En todos los gobiernos que ha tenido Venezuela desde 1830 ha habido adulantes, mercenarios de la pluma y proxenetas en abundancia. Bolívar también contó con excelentes ayudantes, secretarios y zalameros, que consecuentemente halaban el mecate del genio militar que descansa luego de fogosas discusiones, batallas o comilonas, que también las disfrutaba. De ahí el término jala mecate como sinónimo de halagadores y serviles, que es la depravación de ser servicial, educado y atento con el prójimo.

En los últimos veinte años hemos visto cómo sin solución de continuidad un país que se cansaba de sus presidentes a los tres años de oírles discursos, sintonizar las coberturas de ruedas de prensa en todos los noticieros y periódicos, asumían que el periodo de gobierno se estaba haciendo demasiado largo y que había que hacer algo para adelantar la campaña electoral. Pasó con Raúl Leoni, Rafael Caldera, Carlos Andrés Pérez, Luis Herrera Campins, Jaime Lusinchi, los seis meses de Ramón J. Velásquez y la agonía eterna que parecía el segundo mandato del heredero del Escritorio Liscano en Plaza España. Parecieron un  siglo los cinco años que separaron la reelección de Caldera hasta su negativa de traspasarle la banda presidencial al golpista al que le dictó un sobreseimiento que le permitió competir en las elecciones y ganar con el apoyo de importantes fortunas dentro y fuera del país.

Cada pausa de Caldera en sus discursos, lo despacioso de su andar y hasta que sus obligados silencios parecían a los ojos de los venezolanos “ansiosos de cambios”, de la llegada de los nuevos tiempos que todos adivinaban como trabas. Si no, ¿cómo explicar el desbordamiento de las masas que querían escuchar, tocar y si era posible abrazarlo y besarlo. Llegaba el vengador, el mesías, el caudillo, el salvador que pondría orden, que repartiría la riqueza de manera equitativa y que haría justicia social. Los nombres de los venezolanos de renombre, de líderes políticos y de opinión, también poetas, escritores, cultores populares, artistas e intelectuales en general que fueron arrastrados por el furor que alevosamente multiplicaban los medios de comunicación.Todos iban con las velas desplegadas al encuentro de la felicidad.

Cuando aparecieron los primeros contratiempos y los amagos de malcriadeces autoritarias, que no le habrían aguantado nunca a un civil, hubo “operadores políticos” que salían a explicar y a enmendar el entuerto. Los “intelectuales” hacían silencio, escribían manifiestos, salían al exterior a explicarles a los países vecinos y lejanos las bondades del proceso, de la revolución bonita que “acontecía” en Venezuela. La ceguera se recrudeció cuando los precios del petróleo se dispararon. Los viajeros con dólares preferenciales y demás raspacupos no tenían de qué quejarse.

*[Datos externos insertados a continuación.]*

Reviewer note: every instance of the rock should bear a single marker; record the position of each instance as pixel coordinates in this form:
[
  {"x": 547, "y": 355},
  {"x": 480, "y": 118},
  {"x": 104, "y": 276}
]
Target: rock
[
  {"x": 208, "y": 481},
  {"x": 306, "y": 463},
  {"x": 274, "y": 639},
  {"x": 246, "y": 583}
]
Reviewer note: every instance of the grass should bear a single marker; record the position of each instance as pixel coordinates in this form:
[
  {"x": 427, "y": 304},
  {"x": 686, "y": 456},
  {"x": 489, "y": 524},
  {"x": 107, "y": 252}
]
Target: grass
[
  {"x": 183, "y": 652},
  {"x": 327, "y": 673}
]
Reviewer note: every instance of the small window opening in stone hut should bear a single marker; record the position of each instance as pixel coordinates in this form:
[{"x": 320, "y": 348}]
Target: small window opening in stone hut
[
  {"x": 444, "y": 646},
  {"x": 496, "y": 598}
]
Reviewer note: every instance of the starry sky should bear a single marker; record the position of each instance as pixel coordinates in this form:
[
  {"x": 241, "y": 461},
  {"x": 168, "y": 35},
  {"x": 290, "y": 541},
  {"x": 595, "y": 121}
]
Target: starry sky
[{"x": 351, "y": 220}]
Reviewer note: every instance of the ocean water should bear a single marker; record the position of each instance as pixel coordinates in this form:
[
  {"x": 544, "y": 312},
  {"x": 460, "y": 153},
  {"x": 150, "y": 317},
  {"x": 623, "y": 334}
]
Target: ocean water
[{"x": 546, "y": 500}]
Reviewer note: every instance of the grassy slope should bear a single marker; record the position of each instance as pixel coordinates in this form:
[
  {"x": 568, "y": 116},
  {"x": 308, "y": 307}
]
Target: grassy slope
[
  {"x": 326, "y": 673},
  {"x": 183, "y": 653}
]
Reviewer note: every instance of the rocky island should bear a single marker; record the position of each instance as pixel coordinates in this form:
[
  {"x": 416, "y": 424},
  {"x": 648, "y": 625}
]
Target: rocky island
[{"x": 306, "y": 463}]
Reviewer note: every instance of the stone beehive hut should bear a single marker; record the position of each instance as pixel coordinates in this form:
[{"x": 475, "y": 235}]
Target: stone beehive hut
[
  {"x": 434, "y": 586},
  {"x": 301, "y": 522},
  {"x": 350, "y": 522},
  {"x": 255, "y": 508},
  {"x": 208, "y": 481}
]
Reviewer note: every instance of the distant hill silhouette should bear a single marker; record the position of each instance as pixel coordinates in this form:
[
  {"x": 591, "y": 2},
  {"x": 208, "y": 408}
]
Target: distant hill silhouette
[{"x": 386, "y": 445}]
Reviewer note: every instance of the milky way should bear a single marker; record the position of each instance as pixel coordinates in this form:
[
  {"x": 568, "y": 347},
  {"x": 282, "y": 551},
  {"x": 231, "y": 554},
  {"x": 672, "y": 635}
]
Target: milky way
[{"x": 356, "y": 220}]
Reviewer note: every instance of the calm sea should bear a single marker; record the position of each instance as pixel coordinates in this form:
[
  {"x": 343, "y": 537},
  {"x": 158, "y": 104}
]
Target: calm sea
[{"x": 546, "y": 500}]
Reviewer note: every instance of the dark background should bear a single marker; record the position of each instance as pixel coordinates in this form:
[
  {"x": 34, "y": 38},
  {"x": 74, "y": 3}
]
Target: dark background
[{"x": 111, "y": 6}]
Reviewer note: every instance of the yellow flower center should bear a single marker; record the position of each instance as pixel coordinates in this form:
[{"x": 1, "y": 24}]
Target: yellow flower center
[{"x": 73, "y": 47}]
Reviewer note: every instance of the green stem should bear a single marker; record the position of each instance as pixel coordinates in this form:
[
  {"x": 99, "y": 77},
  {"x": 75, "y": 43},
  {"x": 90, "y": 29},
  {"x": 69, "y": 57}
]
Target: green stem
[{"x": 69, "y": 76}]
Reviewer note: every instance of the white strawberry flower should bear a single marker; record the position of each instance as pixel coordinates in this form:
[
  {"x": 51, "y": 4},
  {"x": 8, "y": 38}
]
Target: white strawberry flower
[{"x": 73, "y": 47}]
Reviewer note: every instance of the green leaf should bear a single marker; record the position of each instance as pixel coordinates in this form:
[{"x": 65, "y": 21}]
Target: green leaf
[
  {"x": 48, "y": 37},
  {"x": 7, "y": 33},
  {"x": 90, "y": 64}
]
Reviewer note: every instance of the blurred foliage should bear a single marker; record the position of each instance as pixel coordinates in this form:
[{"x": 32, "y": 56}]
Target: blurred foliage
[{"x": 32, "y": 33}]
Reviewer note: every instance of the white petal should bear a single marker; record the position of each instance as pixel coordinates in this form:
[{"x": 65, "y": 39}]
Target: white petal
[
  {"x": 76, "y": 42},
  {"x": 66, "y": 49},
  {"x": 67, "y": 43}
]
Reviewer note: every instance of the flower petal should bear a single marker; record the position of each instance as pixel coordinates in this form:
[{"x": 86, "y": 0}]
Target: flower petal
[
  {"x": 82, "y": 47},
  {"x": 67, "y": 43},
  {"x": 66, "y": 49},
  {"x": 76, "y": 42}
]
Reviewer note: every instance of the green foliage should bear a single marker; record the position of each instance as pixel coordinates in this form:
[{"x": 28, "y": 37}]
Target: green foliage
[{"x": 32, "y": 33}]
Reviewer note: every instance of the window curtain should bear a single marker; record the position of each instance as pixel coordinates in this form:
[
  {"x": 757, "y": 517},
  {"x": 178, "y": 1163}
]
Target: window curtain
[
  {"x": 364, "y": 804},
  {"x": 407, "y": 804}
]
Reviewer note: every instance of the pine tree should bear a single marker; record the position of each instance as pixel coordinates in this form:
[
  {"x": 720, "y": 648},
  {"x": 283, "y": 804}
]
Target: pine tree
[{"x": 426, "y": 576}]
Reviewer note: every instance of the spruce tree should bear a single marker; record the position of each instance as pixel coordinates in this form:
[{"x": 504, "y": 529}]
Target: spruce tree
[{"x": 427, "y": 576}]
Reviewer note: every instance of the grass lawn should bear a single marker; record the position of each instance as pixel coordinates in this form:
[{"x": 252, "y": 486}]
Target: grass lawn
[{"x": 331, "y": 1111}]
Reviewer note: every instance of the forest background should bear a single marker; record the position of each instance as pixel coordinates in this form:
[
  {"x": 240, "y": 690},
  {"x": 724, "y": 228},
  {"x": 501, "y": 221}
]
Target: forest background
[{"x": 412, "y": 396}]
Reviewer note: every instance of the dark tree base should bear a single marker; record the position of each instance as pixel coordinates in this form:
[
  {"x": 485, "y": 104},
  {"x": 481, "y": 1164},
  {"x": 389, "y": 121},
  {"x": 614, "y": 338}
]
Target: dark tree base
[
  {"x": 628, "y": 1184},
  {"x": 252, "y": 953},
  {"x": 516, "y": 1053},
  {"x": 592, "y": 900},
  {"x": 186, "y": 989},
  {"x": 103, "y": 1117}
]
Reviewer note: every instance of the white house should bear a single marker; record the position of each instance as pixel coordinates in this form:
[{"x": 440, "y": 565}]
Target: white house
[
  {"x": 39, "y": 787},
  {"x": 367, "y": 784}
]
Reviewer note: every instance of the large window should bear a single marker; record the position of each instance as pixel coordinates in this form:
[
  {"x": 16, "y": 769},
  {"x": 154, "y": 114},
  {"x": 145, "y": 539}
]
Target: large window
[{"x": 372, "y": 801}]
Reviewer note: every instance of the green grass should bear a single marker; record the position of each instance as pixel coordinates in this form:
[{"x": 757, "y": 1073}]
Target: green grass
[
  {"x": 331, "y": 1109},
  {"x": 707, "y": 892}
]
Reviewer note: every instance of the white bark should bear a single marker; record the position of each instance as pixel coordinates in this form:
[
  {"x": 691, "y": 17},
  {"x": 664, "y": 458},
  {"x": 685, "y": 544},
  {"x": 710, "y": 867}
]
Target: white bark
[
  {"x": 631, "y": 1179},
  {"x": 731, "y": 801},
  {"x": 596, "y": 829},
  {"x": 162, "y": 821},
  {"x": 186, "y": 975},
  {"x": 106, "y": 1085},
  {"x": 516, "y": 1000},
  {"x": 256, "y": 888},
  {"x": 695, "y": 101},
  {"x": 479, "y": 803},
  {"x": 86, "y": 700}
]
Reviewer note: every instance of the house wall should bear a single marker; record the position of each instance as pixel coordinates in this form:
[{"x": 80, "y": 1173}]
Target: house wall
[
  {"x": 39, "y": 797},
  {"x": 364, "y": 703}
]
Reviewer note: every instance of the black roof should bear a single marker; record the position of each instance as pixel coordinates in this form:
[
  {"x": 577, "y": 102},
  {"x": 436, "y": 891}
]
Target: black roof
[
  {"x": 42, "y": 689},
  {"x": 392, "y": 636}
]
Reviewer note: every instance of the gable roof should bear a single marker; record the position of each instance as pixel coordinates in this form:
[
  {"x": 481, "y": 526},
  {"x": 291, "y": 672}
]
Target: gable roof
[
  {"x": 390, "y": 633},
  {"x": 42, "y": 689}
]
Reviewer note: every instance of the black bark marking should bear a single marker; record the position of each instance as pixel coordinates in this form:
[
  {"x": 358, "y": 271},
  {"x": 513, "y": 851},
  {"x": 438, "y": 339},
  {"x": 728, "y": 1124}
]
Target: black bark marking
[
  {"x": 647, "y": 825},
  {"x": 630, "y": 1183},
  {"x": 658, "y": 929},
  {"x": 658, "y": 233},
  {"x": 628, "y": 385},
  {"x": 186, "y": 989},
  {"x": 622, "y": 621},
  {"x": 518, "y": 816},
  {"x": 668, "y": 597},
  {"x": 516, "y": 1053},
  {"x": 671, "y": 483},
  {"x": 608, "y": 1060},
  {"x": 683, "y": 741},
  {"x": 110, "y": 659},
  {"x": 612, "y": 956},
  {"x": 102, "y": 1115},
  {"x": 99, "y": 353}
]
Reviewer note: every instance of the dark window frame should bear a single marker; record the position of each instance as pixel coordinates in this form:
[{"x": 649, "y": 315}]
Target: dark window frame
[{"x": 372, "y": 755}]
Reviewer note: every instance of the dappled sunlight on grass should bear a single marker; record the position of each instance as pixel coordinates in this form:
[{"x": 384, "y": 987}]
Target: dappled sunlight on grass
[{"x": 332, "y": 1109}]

Cuando empezaron las expropiaciones de fincas en producción y empresas no fueron pocos los que argumentaron las numerosas ventajas de la propiedad pública sobre la privada, la eficiencia del Estado. Muchos se sintieron vengados con el cierre de RCTV, como si se sintieran realizados con el deterioro creciente y vergonzoso de VTV, que pasó a ser PSU-TV. Unos cuantos se encerraron en la Villa del Cine y unos pocos en los periódicos, radioemisoras y programas culturales que todavía el gobierno podía soportar sin tener que hacer muchas concesiones. Ahí estuvieron agazapados, esperando que las musas se les despertaran. No ocurrió. No hubo Sergei Eisenstein ni Vladimir Mayakovsky. Al contrario, Román Chalbaud, Fruto Vivas y hasta los ya no tan muchachos y muchachas de Un Solo Pueblo se eclipsaron. Da vergüenza ajena que un obediente antropólogo al que le dieron todas las facilidades y fondos para organizar  el Museo del Hombre en el antiguo Cuartel San Carlos aparezca veinte años después recibiendo un diplomita por servicios prestados y nadie le reclame que no hiciera nada, y sea cómplice de la crisis humanitaria, del hambre generalizada y de la destrucción del país. Vendo frasco de amor propio y otro de vergüenza.